Namanya Ariel. Aku jadi penasaran deh,”
kata Linda sambil mesem-mesem
sendiri.
“Emangnya
dia kece gimana maksud kamu?” Tanya
Helen.
“Selain
ganteng. Dia itu juara anggar loh…
keren, ya? Aku ingin deh, punya kakak
sekeren itu,” jelas Linda.
Helen
dan Irene tertawa.
“Kok ketawa? Apa yang lucu?” Linda
garuk-garuk tidak gatal.
“Jadi
kamu baru sadar kalau olahraga anggar itu keren? Tapi kok kamu selalu malas ya menemaniku nonton pertandingan anggarnya
Helen?” Tanya Irene.
“Kamu
juga pernah bilang, ‘ah… apa bagusnya sih?

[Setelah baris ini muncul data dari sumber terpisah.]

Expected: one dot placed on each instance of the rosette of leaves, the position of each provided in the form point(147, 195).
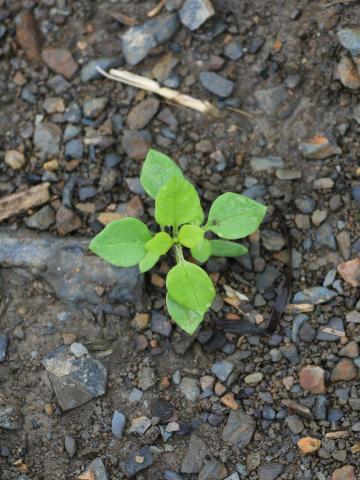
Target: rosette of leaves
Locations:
point(178, 212)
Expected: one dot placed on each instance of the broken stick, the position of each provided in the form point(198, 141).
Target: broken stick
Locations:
point(21, 201)
point(149, 85)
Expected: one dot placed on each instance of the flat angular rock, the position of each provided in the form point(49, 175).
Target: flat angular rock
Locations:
point(139, 40)
point(47, 137)
point(195, 12)
point(46, 255)
point(60, 61)
point(136, 462)
point(10, 418)
point(239, 429)
point(195, 455)
point(216, 84)
point(98, 470)
point(75, 380)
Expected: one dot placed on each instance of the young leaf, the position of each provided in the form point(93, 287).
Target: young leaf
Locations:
point(176, 203)
point(148, 262)
point(122, 242)
point(190, 286)
point(202, 252)
point(187, 319)
point(191, 235)
point(159, 244)
point(157, 170)
point(224, 248)
point(235, 216)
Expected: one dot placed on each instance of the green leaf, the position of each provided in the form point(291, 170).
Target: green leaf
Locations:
point(187, 319)
point(235, 216)
point(224, 248)
point(159, 244)
point(200, 216)
point(176, 203)
point(191, 235)
point(157, 170)
point(190, 286)
point(202, 252)
point(122, 242)
point(148, 262)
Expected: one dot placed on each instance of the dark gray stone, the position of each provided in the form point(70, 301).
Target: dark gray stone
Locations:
point(131, 467)
point(239, 429)
point(10, 418)
point(234, 50)
point(325, 236)
point(270, 471)
point(216, 84)
point(47, 137)
point(195, 455)
point(46, 256)
point(139, 40)
point(4, 343)
point(42, 219)
point(89, 72)
point(118, 424)
point(98, 469)
point(75, 381)
point(195, 12)
point(74, 149)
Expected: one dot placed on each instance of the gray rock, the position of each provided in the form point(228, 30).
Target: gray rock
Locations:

Itu sih namanya bukan olahraga.
Kalahnya cuma sebentar, gak seru’” kata Helen sambil menirukan
celotehan Linda.
Linda
berpikir sebentar, “Iya… iya… aku akui deh
kalau olahraga anggar itu emang keren. Tapi yang jelas, aku sudah gak sabar nih, ingin ketemu sama dia.”
Episode 2...
Teet…teet…teet…
bel berbunyi.
“Sekarang
jam berapa, Hel?” Tanya Irene
“Tujuh,”
kata Helen sambil menatap arlojinya.
“Wah,
sudah waktunya masa orientasi, nih. Yuk, kita kembali ke kelas
masing-masing,” Linda mengingatkan.
Merekapun
bersama-sama menuju kelas mereka.
Di kelas Helen…
Helen
bertemu lagi dengan orang yang menabraknya tadi. Ternyata, Helen satu kelas
dengan orang tersebut.
“Aduh,
4L. Lo Lagi Lo Lagi. Kenapa sih kamu ngikutin aku terus?” kata anak
itu sinis.
“Ih… jangan ge’er, ya? Siapa yang ngikutin kamu? Jangan kepedean deh. Lagi pula,
ini kan kelasku. Atau jangan-jangan…
kamu ya yang ngikutin aku?” Helen membela diri.
Mereka
pun berdebat. Pastinya memperdebatkan hal-hal yang tidak penting. Mereka hanya
membuang-buang waktu. Bukannya mencari tempat duduk, mereka malah berdebat gak jelas. Alhasil, saat teman-teman
yang lain sudah mendapatkan tempat duduknya masing-masing, mereka tinggal berdua sampai kakak kelas datang
ke kelas mereka.
“Selamat
pagi,” kata Sammy, kakak kelas.
Helen
dan Ariel panik. Mereka masih berdiri. Saat Helen melihat meja dengan sepasang
bangku kosong, cepat-cepat Helen menghampiri meja itu. Saat dia ingin duduk,
tiba-tiba anak itu mencegahnya.
“Aku
mau duduk di tempat ini,” kata anak itu.
“Apa-apaan
sih? Aku yang mau duduk di sini duluan.
Jadi kamu lebih baik minggir deh.
Sana cari tempat duduk yang lain,” Helen mengusir anak itu.
Mereka
tidak sadar kalau mereka sedang mejadi perhatian satu kelas. Bahkan, ada satu
anak yang memperhatikan mereka dengan wajah yang aneh. Kakak-kakak kelas pun
memperhatikan mereka.
“Lebih
baik, kalian semeja saja deh, kami
mau memulai orientasi, loh,” kata
salah satu kakak kelas.
Helen
dan anak itu saling bertatap muka.
“Uh…
menyebalkan. Lebih baik aku duduk di lantai daripada semeja dengan orang yang
sombong,” gumam Helen dalam hati.
“Kalau
kakak kelas gak nyuruh aku untuk
semeja sama kamu, aku sudah duduk di lantai dari tadi,” kata anak itu sambil menatap
Helen.
Helen
hanya menggeleng-geleng kepala. Masa orientasi sekolah di Georgino Junior High
School sangat menyenangkan. Para kakak kelas di sini sangat ramah-tamah. Mereka
mendemonstrasikan ekskul mereka dan memperkenalkan pelajaran-pelajaran serta
warga sekolah. Ekskul-ekskul yang didemonstrasikan adalah musik, olahraga, cheerleader, pramuka, teater, dan masih
banyak lagi. Dan yang lebih mengasyikkan lagi, ternyata ekskul anggar pun ada.
Tak
terasa lima jam pun berlalu. Arloji Helen menunjukkan waktu pukul 12.30 siang.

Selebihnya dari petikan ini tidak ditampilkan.